Loi sur l’enregistrement des maladies oncologiques

La loi sur l’enregistrement des maladies oncologiques (LEMO ; RS 818.33) réglemente la collecte de données fiables et pertinentes sur les cas de cancer en Suisse. Elle introduit plusieurs nouveautés, telles que la protection des patients, la déclaration obligatoire des données, l’utilisation du numéro d’assuré (n° AVS) comme identifiant et la standardisation du jeu de données ainsi que des modalités d’enregistrement et de transmission des données.

Potentiel de la loi sur l’enregistrement des maladies oncologiques

La loi sur l’enregistrement des maladies oncologiques doit permettre d’améliorer les données utilisées pour observer l’évolution des cancers. Ces données serviront aussi à élaborer, mettre en œuvre et évaluer des programmes de prévention et de dépistage précoce, à mesurer la qualité des soins, des diagnostics et des traitements et à soutenir la planification des soins et la recherche.

Entrée en vigueur de la loi sur l’enregistrement des maladies oncologiques 

Le Parlement a adopté la loi sur l’enregistrement des maladies oncologiques (LEMO ; RS 818.33) en mars 2016. Son ordonnance d’exécution (OEMO) a été adoptée par le Conseil fédéral le 11 avril 2018. Ces deux actes législatifs entrent en vigueur le 1er janvier 2020.

Plus d’informations sur la législation sur l’enregistrement des cancers

Plus d’informations sur la loi sur l’enregistrement des maladies oncologiques

Tâches du registre du cancer de l’enfant (art. 21 LEMO)

Le registre du cancer de l’enfant enregistre et évalue les données des patients qui ont contracté un cancer dans leur jeune âge (moins de 20 ans).
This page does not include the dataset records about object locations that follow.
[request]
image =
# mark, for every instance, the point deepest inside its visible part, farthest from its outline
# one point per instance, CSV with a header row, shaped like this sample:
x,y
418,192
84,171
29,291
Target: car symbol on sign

Il assume les tâches suivantes :

  • vérifier que le registre du cancer de l’enfant est compétent pour les cas déclarés ;
  • compléter, actualiser et enregistrer les données déclarées ;
  • à l’aide de la statistique des causes de décès de l’Office fédéral de la statistique (OFS) et de la statistique médicale des hôpitaux, enregistrer les données relatives aux cas de cancer qui n’ont pas été déclarés ;
  • préparer les données pour les travaux statistiques, pour les évaluations effectuées dans le cadre des rapports sur la santé et celles destinées à apprécier la qualité du diagnostic et du traitement, ainsi que pour la réutilisation à des fins de recherche ;
  • élaborer les rapports sur la santé concernant les maladies oncologiques chez les enfants et les adolescents et publier les résultats ;
  • mettre à disposition la documentation servant à informer les jeunes patients atteints de cancer sur l’exercice de leur droit d’opposition et fournir les instruments permettant de collecter et de transmettre les données concernant les enfants et les adolescents sous une forme normalisée et uniformisée, en vue de les enregistrer ;
  • collaborer avec des institutions et des organisations internationales dans le domaine des maladies oncologiques chez les enfants et les adolescents.
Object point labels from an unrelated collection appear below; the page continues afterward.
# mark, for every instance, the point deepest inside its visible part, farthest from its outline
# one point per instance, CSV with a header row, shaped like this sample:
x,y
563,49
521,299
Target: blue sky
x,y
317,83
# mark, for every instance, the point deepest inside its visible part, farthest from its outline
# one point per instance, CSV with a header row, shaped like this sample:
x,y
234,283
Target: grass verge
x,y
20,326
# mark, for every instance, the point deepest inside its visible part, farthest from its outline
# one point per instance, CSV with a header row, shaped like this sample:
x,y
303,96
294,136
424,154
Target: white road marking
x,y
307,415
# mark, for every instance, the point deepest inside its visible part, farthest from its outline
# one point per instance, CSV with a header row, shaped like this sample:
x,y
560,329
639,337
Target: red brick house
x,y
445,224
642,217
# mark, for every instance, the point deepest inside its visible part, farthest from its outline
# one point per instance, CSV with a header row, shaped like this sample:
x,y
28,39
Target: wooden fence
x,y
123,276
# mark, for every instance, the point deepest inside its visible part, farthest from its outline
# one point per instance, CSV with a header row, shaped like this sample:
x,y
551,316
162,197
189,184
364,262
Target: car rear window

Loi sur la protection des données

La loi fédérale sur la protection des données (LPD) règle la protection des données en Suisse. Elle vise à protéger la personnalité et les droits fondamentaux des personnes physiques et morales qui font l’objet d’un traitement de données.

La LPD prévoit un droit d’accès (art. 8), en vertu duquel le maître du fichier (p. ex. le registre du cancer de l’enfant) est tenu de communiquer tous les renseignements demandés à la personne concernée (p. ex. le patient ou son représentant légal). Il doit également préciser l’origine des données et le but de leur traitement. En règle générale, les renseignements sont fournis gratuitement et par écrit.